The group’s fans include famed singer/songwriter/producer Don Dixon (who produced the Ants’ last four releases), the Rev. Jesse Jackson (who enlisted the band for a barnstorming, 8-city tour prior to the 2004 presidential election, a Labor Day rally that drew 75,000 people, and a march in Atlanta that featured Stevie Wonder), Mountain Stage host Larry Groce, who often sits in with the band, and a host of veteran players (see below). In 2008, the Ants were asked to perform on the NPR show Whad’Ya Know? The Ants have performed twice on Mountain Stage.

The band toured in the U.S. and Europe backing rock legend Kevin Coyne, and played with original NRBQ guitarist Steve Ferguson off-and-on for 15 years. (Ferguson can be heard on 2007’s Ants in Your Pants.)

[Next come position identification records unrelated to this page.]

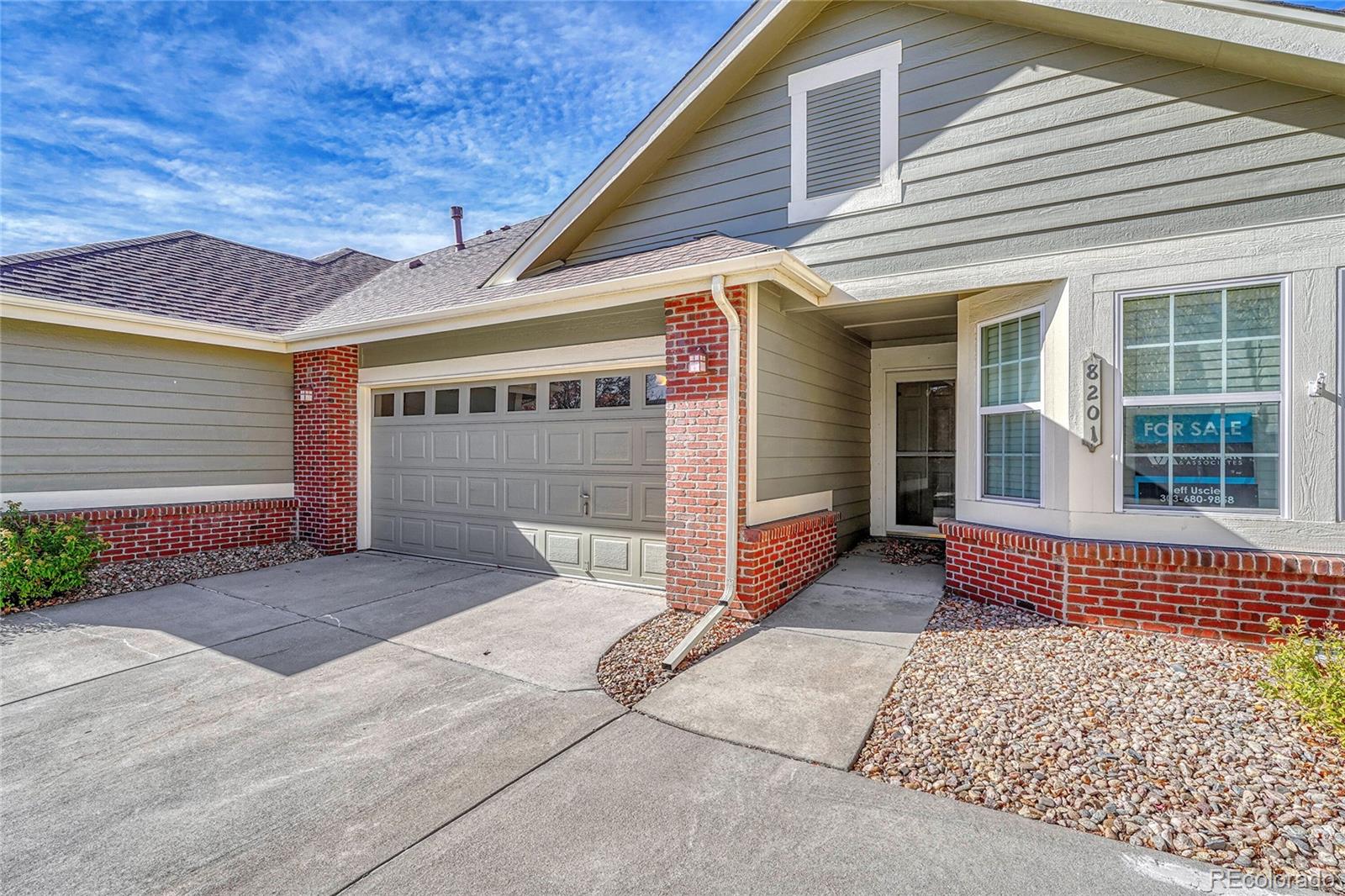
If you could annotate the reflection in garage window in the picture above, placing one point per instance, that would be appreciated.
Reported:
(565, 394)
(612, 392)
(656, 389)
(482, 400)
(522, 396)
(446, 401)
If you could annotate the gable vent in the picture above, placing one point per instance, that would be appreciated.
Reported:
(844, 136)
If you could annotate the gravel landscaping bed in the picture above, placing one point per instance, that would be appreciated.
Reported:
(116, 579)
(634, 665)
(1154, 741)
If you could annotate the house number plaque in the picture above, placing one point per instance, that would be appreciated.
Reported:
(1093, 401)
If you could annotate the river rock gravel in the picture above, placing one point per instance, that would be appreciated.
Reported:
(634, 665)
(141, 575)
(1150, 741)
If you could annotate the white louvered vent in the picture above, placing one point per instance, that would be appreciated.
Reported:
(845, 129)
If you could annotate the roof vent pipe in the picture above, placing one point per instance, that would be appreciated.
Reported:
(731, 497)
(457, 229)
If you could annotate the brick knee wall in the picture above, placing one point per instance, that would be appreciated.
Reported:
(326, 435)
(780, 559)
(166, 530)
(1197, 593)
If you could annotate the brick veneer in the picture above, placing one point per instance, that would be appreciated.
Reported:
(1199, 593)
(326, 435)
(779, 559)
(165, 530)
(775, 560)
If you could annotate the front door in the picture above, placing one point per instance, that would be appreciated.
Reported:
(926, 427)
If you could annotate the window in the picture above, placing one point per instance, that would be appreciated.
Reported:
(656, 389)
(612, 392)
(522, 396)
(565, 394)
(482, 400)
(1010, 408)
(1201, 373)
(844, 134)
(446, 401)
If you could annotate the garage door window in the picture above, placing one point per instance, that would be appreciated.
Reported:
(414, 403)
(482, 400)
(522, 396)
(612, 392)
(446, 401)
(565, 394)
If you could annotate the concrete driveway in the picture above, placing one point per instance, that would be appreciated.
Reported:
(385, 724)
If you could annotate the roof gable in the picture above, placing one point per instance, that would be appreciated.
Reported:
(1269, 40)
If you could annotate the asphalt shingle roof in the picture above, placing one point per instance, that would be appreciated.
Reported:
(194, 276)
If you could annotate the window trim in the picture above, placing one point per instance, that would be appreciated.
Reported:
(1284, 398)
(1012, 409)
(885, 61)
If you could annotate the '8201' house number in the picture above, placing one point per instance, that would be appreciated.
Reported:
(1093, 401)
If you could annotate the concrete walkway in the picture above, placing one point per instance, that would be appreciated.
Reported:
(809, 681)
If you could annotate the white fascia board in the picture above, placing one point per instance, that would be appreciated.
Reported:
(616, 354)
(705, 71)
(778, 266)
(98, 498)
(74, 315)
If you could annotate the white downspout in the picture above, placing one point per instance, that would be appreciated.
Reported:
(731, 499)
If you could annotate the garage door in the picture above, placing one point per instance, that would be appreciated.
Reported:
(562, 472)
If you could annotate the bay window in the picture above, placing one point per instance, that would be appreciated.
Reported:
(1201, 397)
(1010, 409)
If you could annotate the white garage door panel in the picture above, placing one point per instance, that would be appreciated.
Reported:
(578, 492)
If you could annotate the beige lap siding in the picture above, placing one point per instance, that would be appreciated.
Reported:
(1197, 593)
(151, 533)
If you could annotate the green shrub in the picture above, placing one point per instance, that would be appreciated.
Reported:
(1308, 670)
(42, 559)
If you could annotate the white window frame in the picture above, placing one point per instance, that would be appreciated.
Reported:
(982, 412)
(884, 60)
(1282, 397)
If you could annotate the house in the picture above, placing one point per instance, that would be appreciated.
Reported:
(1058, 280)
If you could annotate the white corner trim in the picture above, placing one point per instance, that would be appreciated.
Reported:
(93, 498)
(77, 315)
(884, 60)
(764, 512)
(643, 351)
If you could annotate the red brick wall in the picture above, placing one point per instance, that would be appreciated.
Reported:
(145, 533)
(324, 447)
(1197, 593)
(779, 559)
(697, 444)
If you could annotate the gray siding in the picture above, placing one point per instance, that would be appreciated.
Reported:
(632, 322)
(1012, 143)
(85, 409)
(813, 412)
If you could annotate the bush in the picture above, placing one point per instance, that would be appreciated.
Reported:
(42, 559)
(1308, 669)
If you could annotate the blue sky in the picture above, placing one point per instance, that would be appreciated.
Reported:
(307, 127)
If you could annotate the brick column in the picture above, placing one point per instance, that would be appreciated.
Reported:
(324, 447)
(697, 445)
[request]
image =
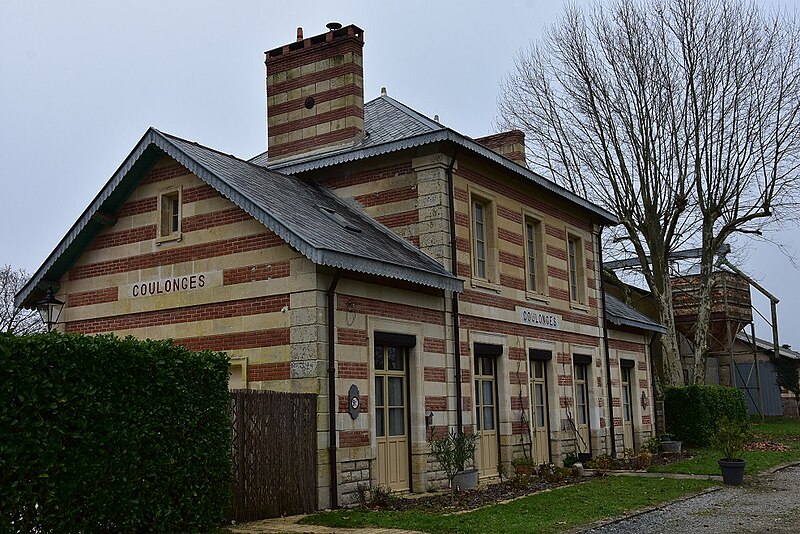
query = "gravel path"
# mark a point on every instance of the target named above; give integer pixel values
(770, 503)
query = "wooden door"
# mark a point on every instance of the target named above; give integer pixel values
(627, 408)
(539, 423)
(391, 416)
(582, 407)
(486, 415)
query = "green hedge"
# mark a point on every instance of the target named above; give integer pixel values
(693, 412)
(101, 434)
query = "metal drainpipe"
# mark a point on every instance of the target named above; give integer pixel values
(454, 270)
(332, 404)
(605, 345)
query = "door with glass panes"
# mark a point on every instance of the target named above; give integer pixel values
(486, 415)
(627, 408)
(391, 416)
(581, 415)
(539, 423)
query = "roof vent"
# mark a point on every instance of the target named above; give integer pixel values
(338, 219)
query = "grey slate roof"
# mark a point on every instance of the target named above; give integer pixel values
(391, 126)
(619, 313)
(293, 208)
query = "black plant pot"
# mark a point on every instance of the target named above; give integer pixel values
(732, 471)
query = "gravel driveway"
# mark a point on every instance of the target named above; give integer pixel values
(769, 503)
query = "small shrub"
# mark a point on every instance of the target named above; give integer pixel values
(652, 445)
(693, 412)
(603, 462)
(570, 459)
(730, 438)
(643, 460)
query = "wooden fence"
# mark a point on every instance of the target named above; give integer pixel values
(274, 454)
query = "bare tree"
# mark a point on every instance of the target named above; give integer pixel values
(13, 319)
(679, 116)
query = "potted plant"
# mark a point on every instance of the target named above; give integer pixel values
(454, 452)
(729, 440)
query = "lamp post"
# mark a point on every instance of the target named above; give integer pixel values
(49, 309)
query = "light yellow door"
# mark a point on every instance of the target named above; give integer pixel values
(582, 407)
(486, 415)
(627, 408)
(541, 444)
(391, 416)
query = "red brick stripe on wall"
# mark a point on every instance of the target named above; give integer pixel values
(135, 207)
(367, 176)
(357, 370)
(388, 309)
(435, 374)
(188, 314)
(217, 218)
(379, 198)
(626, 345)
(318, 140)
(435, 403)
(353, 438)
(253, 273)
(402, 218)
(176, 255)
(432, 344)
(268, 371)
(313, 78)
(166, 172)
(124, 237)
(274, 337)
(87, 298)
(500, 327)
(197, 193)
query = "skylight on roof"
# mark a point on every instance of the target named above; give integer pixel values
(338, 219)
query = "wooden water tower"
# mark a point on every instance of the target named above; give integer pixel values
(731, 308)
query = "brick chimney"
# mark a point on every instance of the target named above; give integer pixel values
(510, 144)
(315, 92)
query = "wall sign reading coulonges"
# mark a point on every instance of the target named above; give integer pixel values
(173, 284)
(540, 319)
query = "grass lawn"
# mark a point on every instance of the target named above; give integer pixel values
(777, 429)
(549, 511)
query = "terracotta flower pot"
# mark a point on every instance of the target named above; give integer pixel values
(732, 471)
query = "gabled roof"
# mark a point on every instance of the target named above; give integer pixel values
(391, 126)
(321, 226)
(619, 313)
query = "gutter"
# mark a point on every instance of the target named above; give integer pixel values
(454, 271)
(332, 404)
(605, 345)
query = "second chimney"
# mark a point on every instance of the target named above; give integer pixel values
(315, 93)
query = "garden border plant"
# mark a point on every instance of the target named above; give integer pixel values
(107, 434)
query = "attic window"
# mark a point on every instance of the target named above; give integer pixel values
(338, 219)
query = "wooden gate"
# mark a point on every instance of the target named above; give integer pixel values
(274, 454)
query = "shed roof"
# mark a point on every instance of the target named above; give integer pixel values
(321, 226)
(619, 313)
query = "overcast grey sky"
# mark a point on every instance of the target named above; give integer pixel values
(81, 81)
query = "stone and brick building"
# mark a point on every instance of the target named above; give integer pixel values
(374, 247)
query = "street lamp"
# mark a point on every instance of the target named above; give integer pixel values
(49, 309)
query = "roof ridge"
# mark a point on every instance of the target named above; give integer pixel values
(410, 112)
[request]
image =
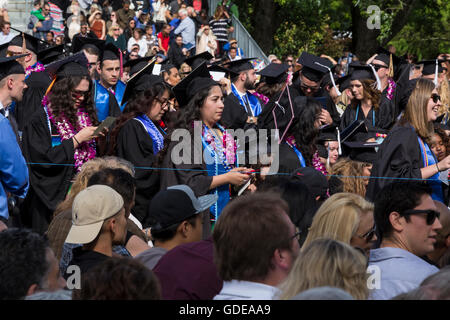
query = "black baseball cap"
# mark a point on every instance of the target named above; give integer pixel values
(176, 204)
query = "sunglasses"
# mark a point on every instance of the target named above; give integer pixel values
(431, 215)
(435, 97)
(369, 234)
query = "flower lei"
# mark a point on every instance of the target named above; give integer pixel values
(39, 67)
(86, 150)
(261, 97)
(391, 88)
(226, 150)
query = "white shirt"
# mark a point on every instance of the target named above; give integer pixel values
(246, 290)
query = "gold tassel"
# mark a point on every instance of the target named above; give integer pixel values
(391, 67)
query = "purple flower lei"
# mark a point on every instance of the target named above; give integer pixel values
(38, 68)
(86, 150)
(391, 88)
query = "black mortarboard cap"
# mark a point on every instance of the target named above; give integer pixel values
(31, 43)
(110, 52)
(198, 59)
(75, 65)
(355, 129)
(361, 72)
(313, 66)
(141, 81)
(274, 73)
(197, 80)
(429, 66)
(4, 50)
(51, 54)
(361, 151)
(10, 66)
(239, 66)
(80, 43)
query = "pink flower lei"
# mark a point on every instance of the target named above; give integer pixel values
(38, 68)
(391, 89)
(225, 149)
(86, 150)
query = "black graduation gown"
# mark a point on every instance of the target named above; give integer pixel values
(135, 145)
(399, 156)
(381, 117)
(37, 83)
(49, 184)
(194, 175)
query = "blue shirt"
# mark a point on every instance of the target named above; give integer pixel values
(187, 30)
(13, 167)
(401, 271)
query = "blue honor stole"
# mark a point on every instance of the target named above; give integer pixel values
(214, 169)
(250, 100)
(428, 160)
(102, 98)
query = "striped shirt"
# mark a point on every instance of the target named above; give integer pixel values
(219, 28)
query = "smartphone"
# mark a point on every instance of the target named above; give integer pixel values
(107, 123)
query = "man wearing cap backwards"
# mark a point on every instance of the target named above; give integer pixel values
(109, 89)
(175, 222)
(99, 221)
(13, 168)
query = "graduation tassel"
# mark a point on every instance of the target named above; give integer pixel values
(376, 76)
(435, 73)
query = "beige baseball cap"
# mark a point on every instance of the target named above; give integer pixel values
(90, 208)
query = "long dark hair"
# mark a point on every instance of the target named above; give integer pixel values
(62, 103)
(304, 131)
(136, 107)
(185, 118)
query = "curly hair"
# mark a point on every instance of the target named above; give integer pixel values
(119, 279)
(62, 102)
(141, 105)
(304, 131)
(185, 118)
(370, 92)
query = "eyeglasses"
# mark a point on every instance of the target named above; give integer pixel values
(305, 87)
(369, 234)
(435, 97)
(431, 214)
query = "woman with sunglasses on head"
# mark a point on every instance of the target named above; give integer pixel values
(406, 153)
(59, 139)
(345, 217)
(138, 136)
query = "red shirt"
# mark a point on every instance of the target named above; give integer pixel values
(164, 41)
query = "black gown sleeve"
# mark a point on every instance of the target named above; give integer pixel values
(399, 156)
(135, 145)
(194, 175)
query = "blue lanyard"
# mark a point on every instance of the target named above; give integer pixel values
(373, 115)
(299, 154)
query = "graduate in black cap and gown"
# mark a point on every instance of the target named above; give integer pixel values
(138, 135)
(201, 98)
(36, 78)
(109, 89)
(59, 139)
(405, 152)
(365, 104)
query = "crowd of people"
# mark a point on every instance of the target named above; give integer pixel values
(103, 196)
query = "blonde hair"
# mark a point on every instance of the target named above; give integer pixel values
(327, 262)
(349, 172)
(416, 109)
(87, 171)
(338, 218)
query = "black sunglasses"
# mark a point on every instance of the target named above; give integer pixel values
(431, 214)
(435, 97)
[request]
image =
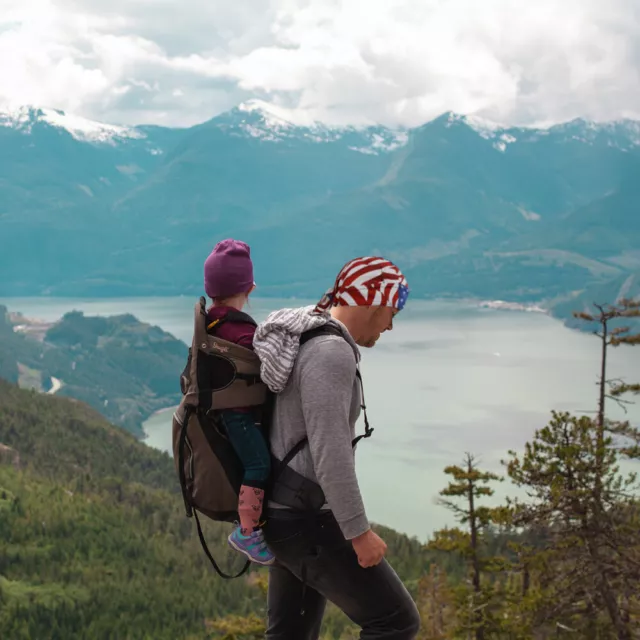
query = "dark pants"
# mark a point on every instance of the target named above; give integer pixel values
(373, 598)
(250, 446)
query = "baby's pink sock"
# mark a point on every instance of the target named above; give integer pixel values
(249, 508)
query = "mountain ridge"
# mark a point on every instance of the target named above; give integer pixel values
(473, 208)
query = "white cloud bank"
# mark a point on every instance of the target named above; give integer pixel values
(340, 61)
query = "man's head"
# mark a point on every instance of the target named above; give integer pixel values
(367, 294)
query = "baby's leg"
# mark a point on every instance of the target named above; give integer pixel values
(253, 452)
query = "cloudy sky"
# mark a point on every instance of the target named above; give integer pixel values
(399, 62)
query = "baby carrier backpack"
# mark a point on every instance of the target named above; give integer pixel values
(221, 375)
(218, 375)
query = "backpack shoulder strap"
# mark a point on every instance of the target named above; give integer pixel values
(326, 329)
(231, 316)
(323, 330)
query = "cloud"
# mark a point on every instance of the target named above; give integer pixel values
(398, 63)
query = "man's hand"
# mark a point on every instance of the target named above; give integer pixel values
(370, 549)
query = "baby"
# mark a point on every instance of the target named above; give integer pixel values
(228, 279)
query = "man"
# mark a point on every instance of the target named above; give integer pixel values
(330, 554)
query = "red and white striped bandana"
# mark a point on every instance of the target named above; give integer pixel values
(369, 281)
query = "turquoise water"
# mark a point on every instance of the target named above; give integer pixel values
(450, 378)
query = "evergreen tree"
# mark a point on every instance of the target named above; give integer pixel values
(589, 560)
(475, 598)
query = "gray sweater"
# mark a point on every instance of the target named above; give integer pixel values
(322, 400)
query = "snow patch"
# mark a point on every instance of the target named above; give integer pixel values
(24, 118)
(263, 121)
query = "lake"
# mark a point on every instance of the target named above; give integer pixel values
(452, 377)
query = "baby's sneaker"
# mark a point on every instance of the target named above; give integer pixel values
(253, 546)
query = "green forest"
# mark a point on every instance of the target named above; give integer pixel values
(94, 542)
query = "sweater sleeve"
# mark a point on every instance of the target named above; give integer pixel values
(327, 370)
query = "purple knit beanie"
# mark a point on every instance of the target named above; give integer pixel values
(228, 270)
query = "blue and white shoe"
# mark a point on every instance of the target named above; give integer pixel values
(253, 546)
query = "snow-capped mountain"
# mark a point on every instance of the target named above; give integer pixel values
(24, 119)
(622, 134)
(268, 123)
(471, 207)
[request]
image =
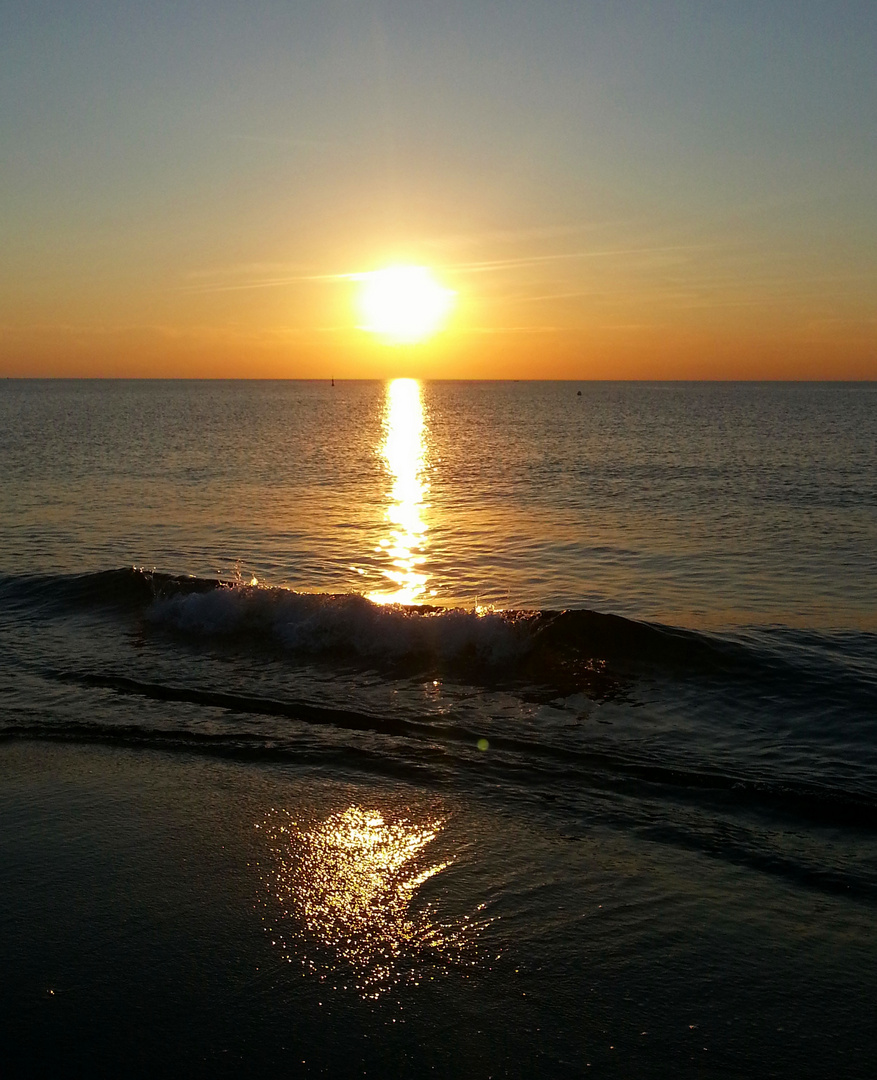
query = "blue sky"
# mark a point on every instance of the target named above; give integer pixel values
(655, 189)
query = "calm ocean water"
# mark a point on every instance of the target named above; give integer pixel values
(632, 628)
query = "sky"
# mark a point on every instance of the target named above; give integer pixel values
(625, 190)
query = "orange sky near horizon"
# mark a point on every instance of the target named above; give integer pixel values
(644, 194)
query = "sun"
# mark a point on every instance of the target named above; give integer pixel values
(403, 305)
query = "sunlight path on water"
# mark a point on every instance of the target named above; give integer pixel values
(404, 451)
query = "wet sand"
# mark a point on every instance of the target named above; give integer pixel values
(152, 926)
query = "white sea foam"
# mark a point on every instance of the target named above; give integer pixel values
(312, 623)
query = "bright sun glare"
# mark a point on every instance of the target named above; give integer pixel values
(403, 305)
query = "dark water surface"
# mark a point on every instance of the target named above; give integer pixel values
(475, 729)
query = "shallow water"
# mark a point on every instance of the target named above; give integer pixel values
(503, 652)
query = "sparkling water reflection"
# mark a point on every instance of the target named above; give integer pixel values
(404, 451)
(345, 888)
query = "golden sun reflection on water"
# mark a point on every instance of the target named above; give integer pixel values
(345, 888)
(404, 451)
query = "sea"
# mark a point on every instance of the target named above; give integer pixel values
(463, 729)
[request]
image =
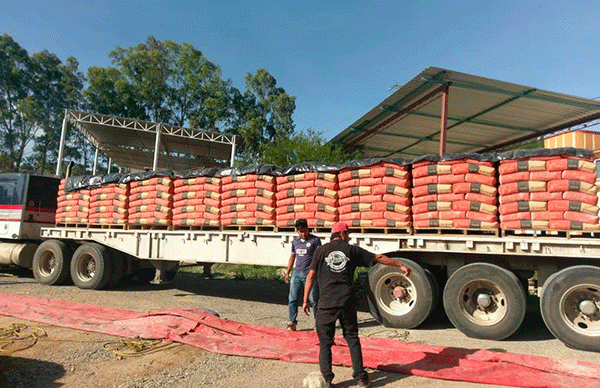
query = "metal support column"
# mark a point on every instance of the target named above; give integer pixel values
(95, 161)
(232, 152)
(156, 147)
(61, 148)
(444, 120)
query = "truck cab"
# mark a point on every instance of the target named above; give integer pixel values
(27, 203)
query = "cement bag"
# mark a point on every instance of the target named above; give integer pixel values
(571, 185)
(473, 224)
(524, 224)
(431, 207)
(571, 164)
(522, 187)
(573, 225)
(575, 206)
(432, 223)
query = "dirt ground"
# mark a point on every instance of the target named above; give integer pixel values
(71, 358)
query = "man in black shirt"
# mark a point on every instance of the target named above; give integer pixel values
(333, 265)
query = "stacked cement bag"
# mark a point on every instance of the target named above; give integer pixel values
(197, 198)
(375, 193)
(109, 201)
(454, 191)
(548, 189)
(73, 201)
(248, 196)
(308, 191)
(150, 198)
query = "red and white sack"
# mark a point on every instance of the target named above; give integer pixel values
(309, 195)
(248, 200)
(549, 191)
(458, 193)
(151, 201)
(197, 201)
(72, 207)
(376, 196)
(109, 204)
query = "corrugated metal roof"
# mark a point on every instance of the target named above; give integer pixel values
(131, 143)
(483, 114)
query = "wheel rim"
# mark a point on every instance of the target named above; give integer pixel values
(580, 309)
(482, 302)
(48, 263)
(396, 294)
(86, 267)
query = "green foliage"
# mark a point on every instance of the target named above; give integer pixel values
(301, 147)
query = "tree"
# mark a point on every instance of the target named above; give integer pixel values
(17, 104)
(264, 114)
(301, 147)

Thanks to Lipton’s two decade-long association with the internationally syndicated radio show Mountain Stage as both house guitarist and engineering assistant, a long, varied list of players have sat in at after-show jams for sets that ping-pong from rock ’n’ roll and blues to country and gospel. The list includes Radney Foster, Bill Lloyd, Don Dixon, Mollie O’Brien, Tony Furtado, Hayes Carll, Duke Robillard, Greg Martin, Terry Reid, Ben Sollee, Dwight Twilley, Bill Danoff, The Sweetback Sisters, The Alternate Routes, Rodney Crowell, Robyn Hitchcock, Taj Mahal, the late Luther Allison, English rock legend Kevin Coyne, Bill Kirchen, Curtis Stigers, Jimmie Dale Gilmore, Joe Ely, Howard Levy, ex-Replacement Slim Dunlap, Marshall Crenshaw, John Mooney and Chip “Wild Thing” Taylor.

The band has also opened shows for the Blind Boys of Alabama, Bill Kirchen, the Continental Drifters, Paul Thorn, Southern Culture on the Skids, Duke Robillard, Terry Evans, Charlie Musselwhite, the Holmes Brothers, the Dirty Dozen Brass Band, Gov’t Mule, Peter Case, NRBQ, the Spampinato Brothers, Delbert McClinton, the Roches, and the Fabulous Thunderbirds.

With an arsenal of classic and forgotten American music, the Ants wail through classic R&B, country-swamp and gospel-soul with equal conviction. In the mid-’90s, the band caught the ear of famed singer/songwriter/producer/rock ’n’ roller Don Dixon. The upshot was the band’s second record, the all-gospel Picnic With the Lord, featuring Hammond B-3 master Winston Walls. In 2003, Dixon signed on to produce the group’s third effort, Ants in Your Pants. Along the way, an EP with outtakes from the Ants in Your Pants session, live tracks and a dance remix of the band’s paean to midgets, “Rise Up, Little People,” was released in November 2004. Ants in Your Pants received its release in November 2005.

Since then, the band has contributed a pair of tracks to a gospel/shag compilation, and a song to the WV Music Hall of Fame’s first release which paid tribute to WV songwriter Blind Alfred Reed – and earned five stars from Mojo magazine.